The renewal of resistance movement by opponents of the project has the authorities in a spot. The protesters have picked up the resistance movement from where they had left off about a year ago, when violence had led to suspension of project.
Since December 16, 2011, the project work has failed to move as the district administration had suspended the work after the violence at Bose-callis’ point near the proposed coastal road project had claimed a life leaving several others injured. Despite hurdles from the anti-project resistance brigades, the government is intent to resume the project work shortly.
“The government has acquired 2,000 acres. Exercise would shortly be on to pull down the betel vineyards at Gobindpur village for acquisition of 700 acres. Once the acquisition is over, the state government will hand over 2,700 acres. The first phase of 12MTPA steel plant will get operational by 2016,” said Jagatsinghpur district collector Satya Kumar Mallick.
“There is show of resistance movement in Dhinkia gram panchayat. However, it is symbolic in nature. The majority of people want the steel plant to come up. We are holding dialogues with cross sections of people, land losers and representatives of various outfits,” he said.
“We are apprehensive that the administration could resume the project any moment from now. So, we are getting ready to start the anti-project movement in an orchestrated manner. Round-the-clock watch has begun at the barrier gates. Besides, we are planning to start the human barricade sit-in at entry point to the project area,” said Sisir Kumar Mahapatra, general secretary of the Posco Pratirodh Sangram Samiti, an anti-plant outfit.
The protest will go on till the steel-maker decides in favour of relocating the project from here, said Manorama Khatua, the women wing chief of the samiti.

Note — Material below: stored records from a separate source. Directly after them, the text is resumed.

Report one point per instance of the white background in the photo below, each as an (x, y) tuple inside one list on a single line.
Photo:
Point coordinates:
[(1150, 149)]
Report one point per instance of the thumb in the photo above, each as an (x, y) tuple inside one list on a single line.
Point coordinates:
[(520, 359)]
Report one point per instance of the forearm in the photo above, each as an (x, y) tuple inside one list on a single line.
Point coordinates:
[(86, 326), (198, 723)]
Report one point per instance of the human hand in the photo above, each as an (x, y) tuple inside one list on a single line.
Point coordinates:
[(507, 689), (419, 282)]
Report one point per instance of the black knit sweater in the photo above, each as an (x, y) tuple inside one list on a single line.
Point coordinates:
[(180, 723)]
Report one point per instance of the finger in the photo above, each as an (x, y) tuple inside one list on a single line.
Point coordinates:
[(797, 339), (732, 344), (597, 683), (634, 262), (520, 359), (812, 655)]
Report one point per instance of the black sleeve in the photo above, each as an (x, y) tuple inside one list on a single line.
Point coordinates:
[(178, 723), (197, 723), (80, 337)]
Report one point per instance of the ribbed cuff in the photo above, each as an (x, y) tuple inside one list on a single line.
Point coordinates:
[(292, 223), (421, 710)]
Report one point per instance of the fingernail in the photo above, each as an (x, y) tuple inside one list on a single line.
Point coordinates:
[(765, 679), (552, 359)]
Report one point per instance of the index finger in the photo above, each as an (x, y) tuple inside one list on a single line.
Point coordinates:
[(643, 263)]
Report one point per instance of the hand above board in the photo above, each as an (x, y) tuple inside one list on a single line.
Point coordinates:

“The fight against the project will go on. People have vowed here to fight against the project with renewed vigour. Any use of force on unarmed people will end in bloodshed as people here are ready to confront government forces,” said samiti president Abhaya Sahu.
In the wake of resistance, authorities and government officials, despite concerted efforts, have so far not managed to gain foothold here to take possession of betel vineyards that have come up in forestland. On the other hand, the company officials, it is learnt, are prioritising on the acquisition of forestland at Dhinkia, the hot bed of resistance movement against the project. The officials are insistent on transfer of the Dhinkia land as it will stop future roadblocks for the project.